Apple has already shown interest in the automotive industry with CarPlay.

The Apple technology, which lets you control an iPhone using your in-car display, launched in 2014. The company says all major vehicle manufacturers are now on board with the platform.

And financing isn’t an issue either. Apple is currently the most valuable publicly traded company in the world, with a record market capitalization of $723 billion.

That’s more than double the second and third place firms, which are Microsoft ($357bn) and Exxon Mobil ($347bn). What’s more, last October it was revealed that Apple has a staggering $206 billion in raw cash reserves.

Check out our full Ford interview below:

But most of the doubts about Apple’s automotive credentials relate to the actual manufacturing of a vehicle.

Speaking to TrustedReviews at CES 2016, Dave Anderson, Senior Manager of Automotive Integration at Nvidia, said:

“The long-standing tradition of making cars is something that is a significant learning curve, and even with a company that’s as sophisticated as Apple – and Google – that process still takes time.”

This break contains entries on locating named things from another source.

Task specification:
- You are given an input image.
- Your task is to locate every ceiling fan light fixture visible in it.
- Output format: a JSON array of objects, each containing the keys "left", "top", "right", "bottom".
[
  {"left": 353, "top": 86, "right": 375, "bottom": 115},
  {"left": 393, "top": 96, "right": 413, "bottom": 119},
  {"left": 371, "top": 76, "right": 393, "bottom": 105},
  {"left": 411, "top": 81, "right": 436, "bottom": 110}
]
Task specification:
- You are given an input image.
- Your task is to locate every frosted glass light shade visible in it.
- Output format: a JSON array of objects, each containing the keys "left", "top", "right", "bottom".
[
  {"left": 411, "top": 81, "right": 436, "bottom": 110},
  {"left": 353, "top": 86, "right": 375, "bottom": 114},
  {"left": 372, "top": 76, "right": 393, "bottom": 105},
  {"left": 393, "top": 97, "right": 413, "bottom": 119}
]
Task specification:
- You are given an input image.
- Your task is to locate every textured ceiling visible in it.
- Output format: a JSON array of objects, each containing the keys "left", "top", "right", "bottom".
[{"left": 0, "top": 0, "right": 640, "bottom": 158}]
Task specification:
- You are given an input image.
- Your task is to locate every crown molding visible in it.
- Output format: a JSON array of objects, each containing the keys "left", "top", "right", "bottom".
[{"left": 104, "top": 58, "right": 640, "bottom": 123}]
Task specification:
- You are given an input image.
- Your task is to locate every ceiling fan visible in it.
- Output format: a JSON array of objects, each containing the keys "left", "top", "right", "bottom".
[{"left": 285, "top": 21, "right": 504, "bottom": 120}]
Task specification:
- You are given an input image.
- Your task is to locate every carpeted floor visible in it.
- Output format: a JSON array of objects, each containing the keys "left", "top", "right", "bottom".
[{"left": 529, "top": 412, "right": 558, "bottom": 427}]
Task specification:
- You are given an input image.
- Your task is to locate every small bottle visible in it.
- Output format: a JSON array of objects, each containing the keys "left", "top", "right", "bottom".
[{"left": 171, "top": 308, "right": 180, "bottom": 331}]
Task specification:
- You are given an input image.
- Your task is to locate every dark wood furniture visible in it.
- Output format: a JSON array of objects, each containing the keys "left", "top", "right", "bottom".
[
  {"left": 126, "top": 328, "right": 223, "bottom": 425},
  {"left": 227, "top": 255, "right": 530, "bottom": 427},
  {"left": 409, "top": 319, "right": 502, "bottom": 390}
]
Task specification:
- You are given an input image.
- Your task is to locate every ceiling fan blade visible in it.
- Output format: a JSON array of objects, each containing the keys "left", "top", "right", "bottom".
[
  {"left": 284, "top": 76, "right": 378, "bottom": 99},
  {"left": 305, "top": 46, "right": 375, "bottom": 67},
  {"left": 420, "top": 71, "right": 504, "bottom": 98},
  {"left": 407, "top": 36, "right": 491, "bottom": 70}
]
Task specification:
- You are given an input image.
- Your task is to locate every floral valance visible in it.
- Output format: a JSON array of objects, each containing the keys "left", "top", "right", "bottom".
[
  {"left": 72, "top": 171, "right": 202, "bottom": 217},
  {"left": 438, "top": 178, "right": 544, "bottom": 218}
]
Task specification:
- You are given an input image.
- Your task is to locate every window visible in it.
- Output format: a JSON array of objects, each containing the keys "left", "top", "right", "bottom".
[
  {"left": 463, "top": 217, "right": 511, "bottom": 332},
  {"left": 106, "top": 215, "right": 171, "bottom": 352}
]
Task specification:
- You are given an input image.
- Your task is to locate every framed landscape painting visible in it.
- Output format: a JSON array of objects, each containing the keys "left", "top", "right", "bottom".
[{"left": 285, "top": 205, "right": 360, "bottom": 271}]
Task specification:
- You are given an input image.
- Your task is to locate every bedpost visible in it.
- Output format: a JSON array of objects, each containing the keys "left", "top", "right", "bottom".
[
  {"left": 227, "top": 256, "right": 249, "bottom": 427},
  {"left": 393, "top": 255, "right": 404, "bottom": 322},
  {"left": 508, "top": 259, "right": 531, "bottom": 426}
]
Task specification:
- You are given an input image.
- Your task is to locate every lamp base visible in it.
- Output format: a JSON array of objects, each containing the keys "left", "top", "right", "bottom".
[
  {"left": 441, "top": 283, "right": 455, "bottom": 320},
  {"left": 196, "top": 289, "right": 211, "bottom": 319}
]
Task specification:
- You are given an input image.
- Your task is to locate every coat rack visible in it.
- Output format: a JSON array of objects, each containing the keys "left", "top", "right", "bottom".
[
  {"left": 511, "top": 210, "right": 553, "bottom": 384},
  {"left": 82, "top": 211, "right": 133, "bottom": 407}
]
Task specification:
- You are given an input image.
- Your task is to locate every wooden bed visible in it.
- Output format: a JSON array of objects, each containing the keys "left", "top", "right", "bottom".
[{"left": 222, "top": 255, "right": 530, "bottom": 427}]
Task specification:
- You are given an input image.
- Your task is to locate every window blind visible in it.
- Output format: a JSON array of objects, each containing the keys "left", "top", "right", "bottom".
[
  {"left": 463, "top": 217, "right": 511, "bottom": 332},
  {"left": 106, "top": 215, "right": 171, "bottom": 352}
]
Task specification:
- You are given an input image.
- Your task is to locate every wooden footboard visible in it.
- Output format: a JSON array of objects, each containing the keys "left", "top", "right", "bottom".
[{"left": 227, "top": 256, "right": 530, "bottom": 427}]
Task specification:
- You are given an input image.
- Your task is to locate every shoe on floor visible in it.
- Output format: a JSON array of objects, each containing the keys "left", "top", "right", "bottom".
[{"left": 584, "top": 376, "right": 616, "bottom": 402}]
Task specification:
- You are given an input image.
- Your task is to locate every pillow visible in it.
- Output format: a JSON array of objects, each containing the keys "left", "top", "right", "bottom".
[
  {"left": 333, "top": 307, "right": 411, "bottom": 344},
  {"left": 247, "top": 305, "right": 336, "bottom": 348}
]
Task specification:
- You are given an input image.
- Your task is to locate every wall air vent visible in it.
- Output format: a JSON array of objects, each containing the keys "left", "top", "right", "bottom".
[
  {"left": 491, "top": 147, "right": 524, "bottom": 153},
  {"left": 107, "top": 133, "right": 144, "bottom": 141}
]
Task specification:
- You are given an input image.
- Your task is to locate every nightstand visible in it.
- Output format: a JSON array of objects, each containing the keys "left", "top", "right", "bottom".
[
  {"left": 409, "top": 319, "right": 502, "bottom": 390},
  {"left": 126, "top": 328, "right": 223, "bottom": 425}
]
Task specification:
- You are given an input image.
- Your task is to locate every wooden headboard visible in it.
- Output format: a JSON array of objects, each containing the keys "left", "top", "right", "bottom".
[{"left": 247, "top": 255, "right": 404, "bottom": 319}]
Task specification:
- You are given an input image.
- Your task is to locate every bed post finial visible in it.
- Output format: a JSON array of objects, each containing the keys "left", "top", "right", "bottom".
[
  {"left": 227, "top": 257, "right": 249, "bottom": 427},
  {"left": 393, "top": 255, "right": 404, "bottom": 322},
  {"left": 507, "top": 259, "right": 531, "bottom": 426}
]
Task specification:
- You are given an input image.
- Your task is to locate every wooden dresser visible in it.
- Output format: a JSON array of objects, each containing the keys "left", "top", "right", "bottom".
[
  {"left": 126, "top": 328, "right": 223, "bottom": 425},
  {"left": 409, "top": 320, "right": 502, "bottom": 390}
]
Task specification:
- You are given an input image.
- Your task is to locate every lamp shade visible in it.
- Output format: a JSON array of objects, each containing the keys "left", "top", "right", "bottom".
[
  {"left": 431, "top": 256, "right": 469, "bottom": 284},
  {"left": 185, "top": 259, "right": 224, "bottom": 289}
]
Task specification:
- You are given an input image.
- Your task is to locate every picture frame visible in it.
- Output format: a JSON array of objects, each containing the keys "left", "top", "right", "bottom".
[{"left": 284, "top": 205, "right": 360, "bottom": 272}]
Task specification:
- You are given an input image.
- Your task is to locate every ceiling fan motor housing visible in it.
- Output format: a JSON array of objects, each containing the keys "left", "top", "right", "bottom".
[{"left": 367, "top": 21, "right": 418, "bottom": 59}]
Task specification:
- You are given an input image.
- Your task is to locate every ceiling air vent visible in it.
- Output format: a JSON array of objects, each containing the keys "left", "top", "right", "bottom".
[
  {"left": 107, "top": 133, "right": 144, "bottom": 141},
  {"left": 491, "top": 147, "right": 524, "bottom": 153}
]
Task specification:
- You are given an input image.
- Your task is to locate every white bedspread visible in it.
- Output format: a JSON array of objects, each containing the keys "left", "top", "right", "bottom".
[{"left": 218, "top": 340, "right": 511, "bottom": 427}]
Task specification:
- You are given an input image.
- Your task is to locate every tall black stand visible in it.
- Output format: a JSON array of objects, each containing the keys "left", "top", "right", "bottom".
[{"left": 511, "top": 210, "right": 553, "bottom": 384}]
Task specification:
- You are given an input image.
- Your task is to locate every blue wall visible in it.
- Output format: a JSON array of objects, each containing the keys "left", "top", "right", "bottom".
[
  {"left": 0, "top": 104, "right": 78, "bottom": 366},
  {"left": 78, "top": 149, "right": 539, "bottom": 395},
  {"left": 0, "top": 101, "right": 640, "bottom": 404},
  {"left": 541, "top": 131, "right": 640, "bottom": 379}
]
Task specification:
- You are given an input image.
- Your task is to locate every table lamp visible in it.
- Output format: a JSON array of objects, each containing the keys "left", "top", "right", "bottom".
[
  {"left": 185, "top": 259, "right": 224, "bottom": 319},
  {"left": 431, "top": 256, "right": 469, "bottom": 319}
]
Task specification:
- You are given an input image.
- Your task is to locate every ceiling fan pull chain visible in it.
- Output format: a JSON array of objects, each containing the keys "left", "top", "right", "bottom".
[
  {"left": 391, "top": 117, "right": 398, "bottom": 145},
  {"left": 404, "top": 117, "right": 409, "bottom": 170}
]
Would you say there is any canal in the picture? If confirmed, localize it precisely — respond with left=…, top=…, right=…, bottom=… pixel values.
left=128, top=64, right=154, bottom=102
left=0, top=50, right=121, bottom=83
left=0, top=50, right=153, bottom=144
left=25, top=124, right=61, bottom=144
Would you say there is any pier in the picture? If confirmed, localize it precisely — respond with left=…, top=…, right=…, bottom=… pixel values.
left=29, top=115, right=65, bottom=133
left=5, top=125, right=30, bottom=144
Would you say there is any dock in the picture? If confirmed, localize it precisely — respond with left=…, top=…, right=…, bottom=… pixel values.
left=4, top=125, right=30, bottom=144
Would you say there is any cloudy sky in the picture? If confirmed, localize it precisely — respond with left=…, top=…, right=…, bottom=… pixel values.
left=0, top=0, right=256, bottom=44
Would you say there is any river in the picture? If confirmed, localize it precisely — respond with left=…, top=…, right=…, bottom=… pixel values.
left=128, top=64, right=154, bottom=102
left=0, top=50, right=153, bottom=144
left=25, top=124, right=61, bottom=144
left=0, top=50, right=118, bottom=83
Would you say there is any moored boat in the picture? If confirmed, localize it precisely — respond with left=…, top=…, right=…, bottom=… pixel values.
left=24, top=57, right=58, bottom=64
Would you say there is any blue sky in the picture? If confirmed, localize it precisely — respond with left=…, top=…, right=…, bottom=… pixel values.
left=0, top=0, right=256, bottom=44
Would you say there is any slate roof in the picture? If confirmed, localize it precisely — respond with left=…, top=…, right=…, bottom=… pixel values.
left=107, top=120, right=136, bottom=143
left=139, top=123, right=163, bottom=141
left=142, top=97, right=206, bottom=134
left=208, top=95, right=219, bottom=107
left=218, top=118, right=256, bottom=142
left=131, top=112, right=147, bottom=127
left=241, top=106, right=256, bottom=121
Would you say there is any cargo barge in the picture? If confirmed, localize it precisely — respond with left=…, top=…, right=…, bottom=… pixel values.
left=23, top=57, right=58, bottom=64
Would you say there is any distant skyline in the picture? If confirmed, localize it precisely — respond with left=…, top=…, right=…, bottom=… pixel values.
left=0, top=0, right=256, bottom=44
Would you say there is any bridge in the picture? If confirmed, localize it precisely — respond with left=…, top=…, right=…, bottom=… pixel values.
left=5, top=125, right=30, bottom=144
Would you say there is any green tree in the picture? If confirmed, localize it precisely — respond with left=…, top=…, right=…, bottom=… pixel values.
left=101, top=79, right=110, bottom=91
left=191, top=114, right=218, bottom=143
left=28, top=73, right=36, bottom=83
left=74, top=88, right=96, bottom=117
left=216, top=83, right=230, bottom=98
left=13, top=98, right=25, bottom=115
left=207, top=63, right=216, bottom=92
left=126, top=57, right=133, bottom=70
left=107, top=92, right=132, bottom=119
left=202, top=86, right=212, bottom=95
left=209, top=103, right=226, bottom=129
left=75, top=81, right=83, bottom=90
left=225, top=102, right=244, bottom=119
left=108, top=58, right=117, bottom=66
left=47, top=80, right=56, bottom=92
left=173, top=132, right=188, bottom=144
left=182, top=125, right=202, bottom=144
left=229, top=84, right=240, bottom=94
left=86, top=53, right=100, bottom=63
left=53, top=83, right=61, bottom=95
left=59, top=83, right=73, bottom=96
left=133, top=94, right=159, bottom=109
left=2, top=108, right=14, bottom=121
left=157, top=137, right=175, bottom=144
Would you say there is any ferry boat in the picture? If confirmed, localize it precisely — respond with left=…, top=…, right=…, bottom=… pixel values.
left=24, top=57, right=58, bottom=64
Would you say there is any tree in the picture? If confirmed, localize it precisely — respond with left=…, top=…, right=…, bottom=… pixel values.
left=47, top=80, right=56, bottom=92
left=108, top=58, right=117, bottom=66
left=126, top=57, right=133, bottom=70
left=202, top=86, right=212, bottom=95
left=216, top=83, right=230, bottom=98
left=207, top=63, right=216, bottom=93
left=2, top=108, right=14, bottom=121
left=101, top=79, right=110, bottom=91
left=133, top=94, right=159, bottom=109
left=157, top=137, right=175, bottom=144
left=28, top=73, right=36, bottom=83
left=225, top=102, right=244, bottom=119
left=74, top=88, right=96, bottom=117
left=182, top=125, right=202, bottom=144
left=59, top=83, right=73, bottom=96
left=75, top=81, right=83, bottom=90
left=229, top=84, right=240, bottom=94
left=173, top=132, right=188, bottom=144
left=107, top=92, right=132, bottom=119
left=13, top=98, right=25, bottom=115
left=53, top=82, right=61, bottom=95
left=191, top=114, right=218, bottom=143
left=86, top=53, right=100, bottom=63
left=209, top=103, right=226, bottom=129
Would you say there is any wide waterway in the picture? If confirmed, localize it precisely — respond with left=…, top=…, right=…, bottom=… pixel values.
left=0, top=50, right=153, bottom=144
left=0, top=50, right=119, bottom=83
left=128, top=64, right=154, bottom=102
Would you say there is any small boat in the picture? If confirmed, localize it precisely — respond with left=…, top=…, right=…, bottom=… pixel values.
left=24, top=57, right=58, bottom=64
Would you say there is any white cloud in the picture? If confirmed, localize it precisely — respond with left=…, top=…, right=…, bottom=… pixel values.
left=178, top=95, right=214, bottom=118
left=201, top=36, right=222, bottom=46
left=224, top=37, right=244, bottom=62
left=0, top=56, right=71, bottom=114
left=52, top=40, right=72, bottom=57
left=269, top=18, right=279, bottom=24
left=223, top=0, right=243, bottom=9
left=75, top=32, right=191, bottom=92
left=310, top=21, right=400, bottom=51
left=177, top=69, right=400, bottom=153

It’s not all doom and gloom, however. In 2015, prominent economics journalist Matthew Yglesias, of Vox, defended Apple, writing:

“The logic that says Apple can’t have a high-margin car business would also say Apple can’t have a high-margin smartphone business. Making an Apple-branded car is a big risk with a high chance of failure, but it’s not qualitatively different in that regard from making an MP3 player or a smartphone.”

Of course, Apple has yet to confirm any such plans in the automotive sector, so all anyone can do is speculate for now.